Vi è quindi un gap che ricercatori della Virginia Polytechnic and State University stanno cercando di colmare, avendo creato una nuova disciplina chiamata cyberbiosecurity e definita come formal new enterprise which encompasses cybersecurity, cyber-physical security and biosecurity as applied to biological and biomedical-based systems.

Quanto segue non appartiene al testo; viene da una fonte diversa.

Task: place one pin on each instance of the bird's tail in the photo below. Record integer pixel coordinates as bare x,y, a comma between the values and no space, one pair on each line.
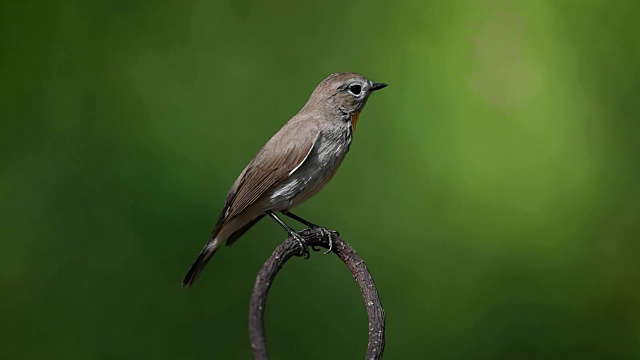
201,261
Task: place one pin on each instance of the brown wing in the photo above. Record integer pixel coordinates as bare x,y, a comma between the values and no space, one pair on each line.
286,150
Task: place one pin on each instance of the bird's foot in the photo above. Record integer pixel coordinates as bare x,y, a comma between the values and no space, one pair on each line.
324,232
304,252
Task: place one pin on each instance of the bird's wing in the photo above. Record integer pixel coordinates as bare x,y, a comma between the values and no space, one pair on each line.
278,159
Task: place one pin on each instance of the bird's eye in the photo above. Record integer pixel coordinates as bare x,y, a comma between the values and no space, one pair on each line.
355,89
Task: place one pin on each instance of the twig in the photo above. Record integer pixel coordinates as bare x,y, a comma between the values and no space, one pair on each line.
345,252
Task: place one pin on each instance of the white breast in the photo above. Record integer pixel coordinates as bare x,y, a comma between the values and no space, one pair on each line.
315,171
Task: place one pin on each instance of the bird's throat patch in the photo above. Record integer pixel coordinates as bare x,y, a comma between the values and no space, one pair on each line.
354,120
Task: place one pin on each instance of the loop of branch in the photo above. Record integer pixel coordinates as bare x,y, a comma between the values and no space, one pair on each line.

Questa disciplina studia proprio le minacce alla bioeconomia derivanti dall’utilizzo dei sistemi IT e dei Big Data affinché il settore possa adottare appropriate strategie di contrasto e sviluppare capacità di resilienza. Mentre vi sono certamente delle vulnerabilità identificabili e dei rischi affrontabili esclusivamente dalla cybersecurity, la maggior parte non lo sono. In alcune circostanze non esistono soluzioni al momento. La cyberbiosecurity cerca quindi di affrontare questi problemi, tramite un system of systems approach.
Essendo la bioeconomia italiana leader in Europa e nel mondo, salvaguardare il settore promuovendo iniziative a livello nazionale e europeo è cruciale. Il governo statunitense, già dal 2017, è attento ai rischi di cyberbiosecurity e ha deciso di investire tramite il Dipartimento della Difesa e lo US Strategic Command (USSCSTRATCOM).
In Italia l’attenzione è principalmente su come mettere a sistema e strutturare il settore tramite il Piano Nazionale per la Bioeconomia e anche in Europa l’attenzione sulla cyberbiosecurity è limitata. Manca ancora una particolare attenzione a strategie per la tutela dai rischi emergenti dall’interdipendenza dominio cyber-biologia.
Come evidenziato dai ricercatori della Virginia Polytechnic and State University, è importante formare i dipendenti di aziende nel campo bioeconomico e renderli consapevoli dei nuovi rischi (mano a mano che vengono scoperti) che la dipendenza delle Scienze della Vita e della Biotecnologia dal dominio cyber comportano. Tecnici di laboratorio, managers e vertici delle aziende dovrebbero essere formati, in modo da creare protocolli adeguati a prevenire e (nel caso) fronteggiare le cyberbiosecurity threats.